# Data Preprocessing

This notebook contains code to preprocess GDP and Stock Market data for CSE 512 Model vs Modalities project.

## Part I (Data Aggregation)

In [25]:
import numpy as np
import pandas as pd

import os

In this section, we will aggregate data from multiple files and different file types, into a single CSV with required variables and timestamps.

In [26]:
raw_data_path = "../Raw_Data/"
processed_data_path = "../Processed_Data/"

### Stock Data

Read data.

In [27]:
final_df = pd.DataFrame()

for file in ['DIA', 'EEM', 'QQQ', 'SPY', 'VXX']:
    with open(os.path.join(raw_data_path, file) + '.txt') as f:
        data = f.readlines()
        data = [line.strip().split(",") for line in data]
        data = pd.DataFrame(data, columns=['datetime', 'open', 'high', 'low', 'close', 'volume'])
        data = data[['datetime', 'close']]
        data['close'] = data['close'].astype(float)
        data.columns = ['datetime', file]
        
        if final_df.shape[0] == 0:
            final_df = data
        else:
            final_df = pd.merge(
                final_df,
                data,
                how='left',
                on='datetime'
            )
            
final_df['datetime'] = pd.to_datetime(final_df['datetime'])

Interpolate missing data.

In [28]:
time_frame = pd.DataFrame(pd.date_range(start=final_df['datetime'].min(), end=final_df['datetime'].max(), freq='1min'))
time_frame.columns = ['datetime']

In [29]:
time_frame = time_frame[time_frame['datetime'].astype(str).str.split(' ').apply(lambda x: x[1] <= '16:00:00')]
time_frame = time_frame[time_frame['datetime'].astype(str).str.split(' ').apply(lambda x: x[1] >= '09:30:00')]

In [30]:
final_df = pd.merge(
    time_frame,
    final_df,
    how='left',
    on='datetime'
)

In [31]:
final_df['date'] = final_df['datetime'].dt.date
temp_df = final_df.fillna(-1).groupby('date')['DIA'].sum()
final_df = final_df[~final_df['date'].isin(temp_df[temp_df == -391].index)]

In [32]:
# Choosing subset of data where we have minimal missing values
final_df = final_df.iloc[40273:]
final_df = final_df.drop(columns='date')

In [33]:
final_df = final_df.fillna(method='ffill')

In [34]:
final_df = final_df.set_index('datetime')
final_df.to_csv(os.path.join(processed_data_path, 'etf_data.csv'))

### GDP Data

In [35]:
gdp_data = pd.read_csv(raw_data_path + 'quarterly_GDP.csv')

In [36]:
select_columns = ['DATE', 'Tbill', 'PPINSA', 'CPI', 'M1NSA', 'Unemp', 'IndProd', 'RGDP']

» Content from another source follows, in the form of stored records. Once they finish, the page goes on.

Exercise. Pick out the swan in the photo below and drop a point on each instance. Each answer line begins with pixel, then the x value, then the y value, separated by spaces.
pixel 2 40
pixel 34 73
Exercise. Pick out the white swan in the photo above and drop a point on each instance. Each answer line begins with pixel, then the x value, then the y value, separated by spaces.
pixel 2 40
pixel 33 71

gdp_data = gdp_data[select_columns]
gdp_data = gdp_data.set_index('DATE')

In [37]:
gdp_data.to_csv(os.path.join(processed_data_path, 'gdp_data.csv'))

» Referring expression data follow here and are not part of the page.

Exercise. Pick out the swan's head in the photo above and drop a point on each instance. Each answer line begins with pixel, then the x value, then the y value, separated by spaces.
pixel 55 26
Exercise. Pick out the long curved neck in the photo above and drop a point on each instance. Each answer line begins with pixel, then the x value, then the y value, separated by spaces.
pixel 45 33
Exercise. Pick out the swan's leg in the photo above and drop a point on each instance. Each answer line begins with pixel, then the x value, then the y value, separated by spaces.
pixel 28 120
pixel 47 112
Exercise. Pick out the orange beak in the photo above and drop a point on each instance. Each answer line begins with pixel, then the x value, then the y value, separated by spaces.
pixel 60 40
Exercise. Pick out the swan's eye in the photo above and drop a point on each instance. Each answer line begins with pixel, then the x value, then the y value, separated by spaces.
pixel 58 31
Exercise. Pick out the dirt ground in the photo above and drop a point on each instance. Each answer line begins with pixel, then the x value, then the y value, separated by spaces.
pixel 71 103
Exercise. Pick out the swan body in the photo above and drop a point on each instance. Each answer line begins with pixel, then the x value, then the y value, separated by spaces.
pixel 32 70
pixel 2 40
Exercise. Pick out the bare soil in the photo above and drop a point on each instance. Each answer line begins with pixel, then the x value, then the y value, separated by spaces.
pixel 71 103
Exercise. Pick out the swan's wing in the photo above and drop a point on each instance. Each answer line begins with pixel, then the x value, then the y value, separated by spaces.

## Part 2 (Preprocessing Tests)

In [38]:
import pandas as pd
import numpy as np
import matplotlib.pyplot as plt
import os

from statsmodels.tsa.stattools import adfuller
from statsmodels.tools.eval_measures import rmse, aic
from statsmodels.tsa.vector_ar.vecm import coint_johansen

import utilities as util

In [39]:
raw_data_path = "../Raw_Data/"
processed_data_path = "../Processed_Data/"

### Stock Data

In [40]:
stocks_data = pd.read_csv(os.path.join(processed_data_path, "etf_data.csv"), index_col='datetime')
stocks_data = stocks_data.iloc[:10000]

In [41]:
for name, column in stocks_data.iteritems():
    util.adfuller_test(column, name=column.name)
    print('\n')

    Augmented Dickey-Fuller Test on "DIA" 
 -----------------------------------------------
 Null Hypothesis: Data has unit root. Non-Stationary.
 Significance Level    = 0.05
 Test Statistic        = -2.1598
 No. Lags Chosen       = 1
 Critical value 1%     = -3.431
 Critical value 5%     = -2.862
 Critical value 10%    = -2.567
 => P-Value = 0.2212. Weak evidence to reject the Null Hypothesis.
 => Series is Non-Stationary.


    Augmented Dickey-Fuller Test on "EEM" 
 -----------------------------------------------
 Null Hypothesis: Data has unit root. Non-Stationary.
 Significance Level    = 0.05
 Test Statistic        = -1.8445
 No. Lags Chosen       = 2
 Critical value 1%     = -3.431
 Critical value 5%     = -2.862
 Critical value 10%    = -2.567
 => P-Value = 0.3586. Weak evidence to reject the Null Hypothesis.
 => Series is Non-Stationary.


    Augmented Dickey-Fuller Test on "QQQ" 
 -----------------------------------------------
 Null Hypothesis: Data has unit root. Non-Stat

In [42]:
stocks_data_diff_1 = util.data_differencing(stocks_data)

In [43]:
for name, column in stocks_data_diff_1.iteritems():
    util.adfuller_test(column, name=column.name)
    print('\n')

    Augmented Dickey-Fuller Test on "DIA" 
 -----------------------------------------------
 Null Hypothesis: Data has unit root. Non-Stationary.
 Significance Level    = 0.05
 Test Statistic        = -2726.1364
 No. Lags Chosen       = 0
 Critical value 1%     = -3.431
 Critical value 5%     = -2.862
 Critical value 10%    = -2.567
 => P-Value = 0.0. Rejecting Null Hypothesis.
 => Series is Stationary.


    Augmented Dickey-Fuller Test on "EEM" 
 -----------------------------------------------
 Null Hypothesis: Data has unit root. Non-Stationary.
 Significance Level    = 0.05
 Test Statistic        = -101.7824
 No. Lags Chosen       = 1
 Critical value 1%     = -3.431
 Critical value 5%     = -2.862
 Critical value 10%    = -2.567
 => P-Value = 0.0. Rejecting Null Hypothesis.
 => Series is Stationary.


    Augmented Dickey-Fuller Test on "QQQ" 
 -----------------------------------------------
 Null Hypothesis: Data has unit root. Non-Stationary.
 Significance Level    = 0.05
 Test S

In [44]:
cit = util.cointegration_test(stocks_data_diff_1)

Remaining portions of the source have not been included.